To help remember the 12 items of medical tenet, this
mnemonic may help:
No
Body
Puffs
Hard
After
Running
Cross
Terrain
Piled
Cum (with)
Concrete
Foundations Or NBPHARCTPCCF.
If these tenets all applied to abortion, then with no
difficulty individual doctors could say, “Of course I will do an abortion when
and if these criteria are fulfilled.” Individual medical school applicants
could say without hesitation, “When and if it is shown this would apply to any
patient I would be glad to do this.” Any politician could without difficulty
say to his electorate, “Of course I support abortion, when and if all of these
apply.
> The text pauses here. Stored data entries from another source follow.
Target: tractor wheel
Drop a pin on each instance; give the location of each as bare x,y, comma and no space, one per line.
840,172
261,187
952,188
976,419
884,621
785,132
My concern is for the welfare and health of women. I am not going to let people take advantage
of them.” In doing this, it is possible to take the argument to the
pro-abortionists and insist that they show beyond doubt that all of these
apply. In the colloquial parlance, “Show me I am from
Missouri
.”
B. The Conscience
Argument is a Dead End
After decades of struggling to understand nature, science
has now fairly reliable guidelines. The
truths of nature of every kind are being quickly discovered. Sadly many
Christians have been suspicious of science. This was with good reason when
alchemy and magic reigned. But there is
no reason to be dragging their feet now. They should be in the forefront of all
science, knowing there is nothing that they can discover that will detract from
their faith in God. In fact, with amazing discoveries of astro
and particle physics, it is now easier to be a theist than it is to be an
atheist.
No one can assume that a physician’s conscience is Christian,
or if Christian, that it is informed. There are many strange religions with
people feeling strongly about certain aspects of the practice of medicine, such
as not giving blood transfusions, female circumcision, and sometimes strong
feelings against psychotherapy. If the rule regarding conscience is to apply
universally, then anybody with honest religious prohibitions can object to
doing on you a procedure, which may at some time be quite necessary. Without
using science, there is no standard and one cannot have a certain expectation
regarding the practice of medicine, such as now applies almost around the
world.
C. Students
Christian students have had difficulty getting into medicine
partly because when they are asked, if they would perform an abortion. My advice which
has been successful with medical students, is to say without hesitation, “When
and if abortion on any individual can be shown to be necessary, beneficial,
etc. of course, I would do one”. He/she can safely assume that would almost never happen.
D. Court
Actions. In court it will do the
abortion damaged plainfiff no good at all when you as
the expert witness on her behalf state, “I wouldn’t do an abortion, your Honour, because it’s against my conscience.” The judge
wants to hear your evidence that it is harmful and that there is no benefit. On
this basis many abortionists have been successfully sued. There is nothing
physicians hate more that being arraigned in court. It can successfully shut
down the abortion industry.
E. Colleagues Using science as
the criteria to determine whether or not to do an abortion, colleagues who sit
on the fence can be persuaded that it is not in the patient’s best interest
from the data that you can show. In this
way you may be able to salvage many burned and burdened physicians from the
torment of the twisted conscience.
F. Conscience Protection.
Conscience clauses can easily be changed. They have in a number of
situations including the pharmacists of one of the American states. The
pharmacists were given a clause not to prescribe contraceptives if it was
against their conscience or religion but that provision was changed in
short order.
G.
The Bitter Debate It is not likely that the above will succeed
primarily because the abortionists will fight it tooth and nail. They know all
too well they haven’t got a stone to stand on in a scientific sense. They know
that they must keep it in the political arena. They will object to scientific
criteria being applied and they will, if necessary, shoot the messenger who
carries that message. I know from experience.